Anyway, the spoiler alert is for people who might think it a good idea to follow our lead. Without going into details, you must realise that Hamlet ends really, really badly, worse even than you would expect a Shakespearian Tragedy to end. Don’t start it unless you think you’re hard enough.

My other lockdown reading has been mainly confined to the third part of Hilary Mantel’s fictional trilogy on the life of Thomas Cromwell, The Mirror and the Light, which, at 882 pages, doesn’t leave much time for anything else.

The first two  books in the trilogy each won the Man Booker Prize, although I think Mantel’s bigger achievement is that now, when you hear the name Cromwell, you’re quite likely to think of Thomas rather than the previously much-more-famous Oliver.

Thomas Cromwell deserves the promotion because he was a self-made administrative genius who had a huge hand in shaping the modern English state.

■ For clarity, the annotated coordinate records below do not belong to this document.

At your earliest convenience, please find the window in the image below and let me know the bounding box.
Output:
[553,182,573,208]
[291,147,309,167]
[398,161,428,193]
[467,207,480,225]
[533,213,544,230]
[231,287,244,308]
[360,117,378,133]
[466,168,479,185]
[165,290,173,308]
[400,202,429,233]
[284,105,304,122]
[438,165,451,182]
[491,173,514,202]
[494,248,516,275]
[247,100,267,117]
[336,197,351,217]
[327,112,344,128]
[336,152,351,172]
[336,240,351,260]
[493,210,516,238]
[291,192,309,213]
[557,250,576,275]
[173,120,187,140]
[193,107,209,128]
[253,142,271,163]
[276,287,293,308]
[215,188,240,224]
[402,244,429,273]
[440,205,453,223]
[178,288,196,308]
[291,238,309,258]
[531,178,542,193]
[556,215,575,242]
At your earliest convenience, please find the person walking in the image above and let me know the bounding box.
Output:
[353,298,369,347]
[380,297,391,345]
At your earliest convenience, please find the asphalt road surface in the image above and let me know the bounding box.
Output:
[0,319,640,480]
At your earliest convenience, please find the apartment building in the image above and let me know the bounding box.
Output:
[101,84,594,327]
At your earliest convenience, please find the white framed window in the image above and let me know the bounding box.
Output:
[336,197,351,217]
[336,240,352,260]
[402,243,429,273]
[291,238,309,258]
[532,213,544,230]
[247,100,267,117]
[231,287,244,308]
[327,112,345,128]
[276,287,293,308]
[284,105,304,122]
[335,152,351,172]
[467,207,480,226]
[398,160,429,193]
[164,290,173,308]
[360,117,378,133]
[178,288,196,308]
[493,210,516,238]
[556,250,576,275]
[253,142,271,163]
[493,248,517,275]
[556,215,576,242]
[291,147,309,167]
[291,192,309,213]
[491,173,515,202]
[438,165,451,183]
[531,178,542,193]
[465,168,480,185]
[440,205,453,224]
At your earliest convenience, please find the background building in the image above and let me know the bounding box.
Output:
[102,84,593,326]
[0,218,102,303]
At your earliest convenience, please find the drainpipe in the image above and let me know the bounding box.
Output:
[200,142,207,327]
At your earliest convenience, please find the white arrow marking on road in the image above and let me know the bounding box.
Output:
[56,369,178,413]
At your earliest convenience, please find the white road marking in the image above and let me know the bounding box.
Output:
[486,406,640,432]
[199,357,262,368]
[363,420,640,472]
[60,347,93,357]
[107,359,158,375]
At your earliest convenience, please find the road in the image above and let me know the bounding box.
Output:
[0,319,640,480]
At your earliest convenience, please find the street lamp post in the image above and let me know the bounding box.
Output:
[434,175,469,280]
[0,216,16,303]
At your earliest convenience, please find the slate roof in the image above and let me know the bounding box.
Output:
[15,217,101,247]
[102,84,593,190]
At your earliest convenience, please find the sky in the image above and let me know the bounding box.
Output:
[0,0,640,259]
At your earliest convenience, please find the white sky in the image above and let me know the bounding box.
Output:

You cheer him on throughout the Mantel trilogy, because he is a blacksmith’s son who outwits the richest and oldest families in the land – something you appreciate particularly when you find yourself ruled by old Etonians.

Unfortunately, his fate was largely in the hands of Henry VIII, so it doesn’t need a spoiler alert to tell you that he ended up in a very similar place to Prince Hamlet, or, even more so, Anne Boleyn.

Another book I’ve read during lockdown is Agatha Christie’s The Murder of Roger Ackroyd, which obviously doesn’t end well for Roger Ackroyd, although there is a lot of deductive fun to be had along the way.

It ends with a very fine twist that makes you want to stand up and clap, like you’re applauding key workers, although, when you think about it more closely, the plot doesn’t make much more sense than Dan Brown’s The Da Vinci Code.

In both cases the authors’ achievement is to keep you reading, even when your better judgment tells you would be better off planting seeds or clearing the shed.